Digging up the past

When I got David Schulman’s new mystery novel, The Past Is Never Dead, I flipped to the back to look at the author photo.

There was Schulman, smiling in a baseball cap. But where’s he standing? I wondered. Behind the author, I could make out a row of ivory balusters shaped like giant pepper-shakers.

Looks like the Grove Arcade, or maybe the Battery Park Hotel.

If you’re at all familiar with Asheville, you won’t be able to resist playing a similar game as you actually read The Past Is Never Dead (John F. Blair, 2004) — trying to identify the local landmarks, public figures and bits of history that Schulman has playfully hidden throughout its pages, in various states of disguise.

In other words, not only do the characters in this fun, well-written mystery have some detective work to do — so does the reader.

Every mystery series needs a compelling sleuth, and Schulman has found his in Gritz Goldberg, a “burned-out” middle-aged psychiatrist at Highland Hospital whose “ancient office” is sometimes haunted by the sweet smell of former Highland patient Zelda Fitzgerald’s favorite perfume. (Fitzgerald was killed in a fire at the hospital in 1948.)

Gritz is divorced and living in Montford with his two kids and his ex-mother-in-law, with whom he happily gets along better than he does with her daughter. He is a Southern Jew, and one of the pleasures of The Past Is Never Dead lies in Gritz’s recollections of growing up Jewish in a small Southern town.

Here he is on his great forbidden love, pork rinds, whose consumption had to be hidden in his kosher home: “[My accomplice and I] always kept a bottle of mouthwash hidden in the spare tire of the Golden Chariot to cover my waywardness. In the days when we regularly downed those greasy suckers, I debated renouncing Judaism, thinking of all the allowance money I could save by not having to buy so much Listerine.”

Gritz’s childhood supplier of pork rinds was an employee in his family’s clothing store, a black man named T Royal, whose job duties involved looking after Gritz and his brother. A beloved fixture of Gritz’s youth, T has been out of touch for many years, until one day Gritz is summoned to the Battery Park Hotel for a psychiatric emergency — the police have gotten reports of a suicidal jumper on the roof of the building — and finds T there.

Like Gritz, T is a haunted man, literally. Now a resident of the hotel, he is troubled by the ghost of an old friend, Mordecai Moore, wrongly executed for a 1939 murder that took place in the hotel’s heyday. In an effort to clear Mordecai’s name and lay his soul to rest, T enlists Gritz’s help in tracking down the real murderer.

Together, the two — the disaffected Jew and the elderly African-American man — take off to unravel the tangled tale of one the city’s most notorious murders, in a story that proves William Faulkner’s adage that in the South, “the past is never dead. It’s not even past.”

I e-mailed Schulman to ask him if Gritz and T’s case had any point in fact. He wrote back: “The novel is loosely based on a true incident in Asheville history, a murder that did happen at the Battery Park Hotel in 1936.” At the time, Schulman reports, the murder was big news, covered in the New York Times and other national publications, as well as Asheville’s own paper.

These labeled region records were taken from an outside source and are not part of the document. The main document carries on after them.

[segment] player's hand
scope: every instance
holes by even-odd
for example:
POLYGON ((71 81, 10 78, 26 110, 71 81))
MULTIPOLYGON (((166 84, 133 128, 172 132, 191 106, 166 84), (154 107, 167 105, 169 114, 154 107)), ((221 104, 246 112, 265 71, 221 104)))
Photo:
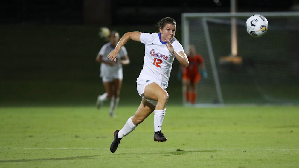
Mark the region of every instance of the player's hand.
POLYGON ((168 40, 168 39, 166 39, 166 42, 167 42, 167 44, 166 44, 166 47, 167 47, 167 49, 172 53, 174 53, 174 49, 173 49, 173 47, 172 46, 172 44, 170 43, 169 40, 168 40))
POLYGON ((117 52, 115 50, 113 50, 110 52, 109 54, 108 54, 108 55, 107 56, 107 58, 112 61, 116 62, 117 54, 117 52))

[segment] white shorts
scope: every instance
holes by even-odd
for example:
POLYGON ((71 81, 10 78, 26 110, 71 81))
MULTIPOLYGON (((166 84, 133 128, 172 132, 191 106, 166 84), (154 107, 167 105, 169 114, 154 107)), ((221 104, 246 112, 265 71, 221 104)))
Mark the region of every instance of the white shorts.
POLYGON ((144 93, 145 87, 152 83, 155 82, 155 81, 138 78, 137 78, 136 82, 137 82, 137 91, 138 92, 139 95, 144 98, 151 104, 156 106, 157 105, 157 103, 158 103, 157 101, 147 99, 144 98, 144 96, 142 95, 144 93))
POLYGON ((123 79, 123 76, 118 76, 117 77, 115 77, 114 76, 103 76, 102 77, 102 80, 103 81, 103 83, 104 82, 110 82, 112 81, 114 79, 120 79, 120 80, 122 80, 123 79))

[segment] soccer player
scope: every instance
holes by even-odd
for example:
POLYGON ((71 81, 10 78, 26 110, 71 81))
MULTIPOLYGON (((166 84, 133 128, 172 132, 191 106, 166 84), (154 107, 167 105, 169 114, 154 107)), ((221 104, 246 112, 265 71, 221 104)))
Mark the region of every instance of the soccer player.
POLYGON ((168 94, 165 90, 168 85, 172 63, 175 58, 181 64, 187 66, 187 56, 182 45, 174 38, 175 21, 166 17, 158 23, 158 33, 139 32, 127 32, 120 38, 115 49, 107 57, 117 61, 117 56, 121 47, 129 39, 145 45, 143 68, 137 78, 137 90, 142 100, 134 116, 130 117, 123 128, 114 132, 114 139, 110 150, 116 151, 120 141, 154 112, 154 140, 164 142, 167 138, 161 132, 168 94))
POLYGON ((101 73, 103 84, 106 93, 99 95, 97 100, 97 106, 99 109, 105 100, 110 99, 110 110, 109 115, 111 117, 114 116, 114 110, 119 101, 119 94, 123 81, 123 68, 122 65, 130 63, 128 56, 128 53, 124 46, 119 49, 116 56, 116 61, 112 61, 107 57, 107 56, 116 46, 119 40, 119 34, 115 31, 110 32, 106 28, 102 28, 100 32, 102 37, 109 38, 110 42, 104 45, 99 52, 96 61, 101 63, 101 73))
POLYGON ((197 95, 197 84, 200 81, 201 76, 205 79, 208 78, 208 73, 204 59, 200 55, 196 53, 194 45, 189 46, 189 54, 187 57, 189 61, 189 66, 182 68, 183 89, 187 103, 194 104, 197 95))

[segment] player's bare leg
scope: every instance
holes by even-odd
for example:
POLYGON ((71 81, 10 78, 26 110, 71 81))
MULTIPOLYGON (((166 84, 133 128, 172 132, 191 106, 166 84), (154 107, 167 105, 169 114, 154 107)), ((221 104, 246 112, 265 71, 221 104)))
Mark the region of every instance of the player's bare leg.
POLYGON ((168 101, 168 93, 156 83, 153 83, 145 87, 143 96, 147 99, 157 101, 154 111, 154 140, 158 142, 166 141, 167 139, 161 132, 161 130, 162 123, 166 112, 165 106, 168 101))

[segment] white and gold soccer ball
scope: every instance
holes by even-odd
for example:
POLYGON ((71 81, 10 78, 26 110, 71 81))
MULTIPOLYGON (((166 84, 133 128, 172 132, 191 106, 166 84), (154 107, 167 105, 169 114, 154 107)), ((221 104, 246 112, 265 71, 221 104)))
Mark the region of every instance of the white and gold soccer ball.
POLYGON ((258 37, 268 30, 268 21, 265 16, 256 14, 249 17, 246 21, 246 30, 249 34, 258 37))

“Since it was the 1930s, I wanted to fictionally include other people who were walking the same streets of Asheville during that decade, which led me to Scott and Zelda Fitzgerald, Senator Robert Reynolds, and Commander William Dudley Pelley, leader of the Silver Shirt militia.” (As a reader, I was particularly pleased to spot a cameo by a former consort of F. Scott’s, a “courtesan” known locally for walking the area near the Grove Arcade in the company of her two small dogs.)

Yet as fun as it is to puzzle over these pieces of Asheville’s past, Schulman’s portraits of the people who inhabit the city today are equally enjoyable. Take Gritz’s friend, Perrier Skyhawk, a retiree from Boca.

“When she arrived in Asheville, Perrier had the name Esther Goodkind,” Schulman writes. Having enjoyed a New Age transformation, the newly named Perrier wears “bright Southwestern smock dresses” and is a certified massage therapist.

Me, I know Perrier Skyhawk, and I bet you do, too. Her presence is one of the many wonderful things that help to make The Past Is Never Dead so full of life.

[Carrie A.A. Frye is a freelance writer based in Asheville.]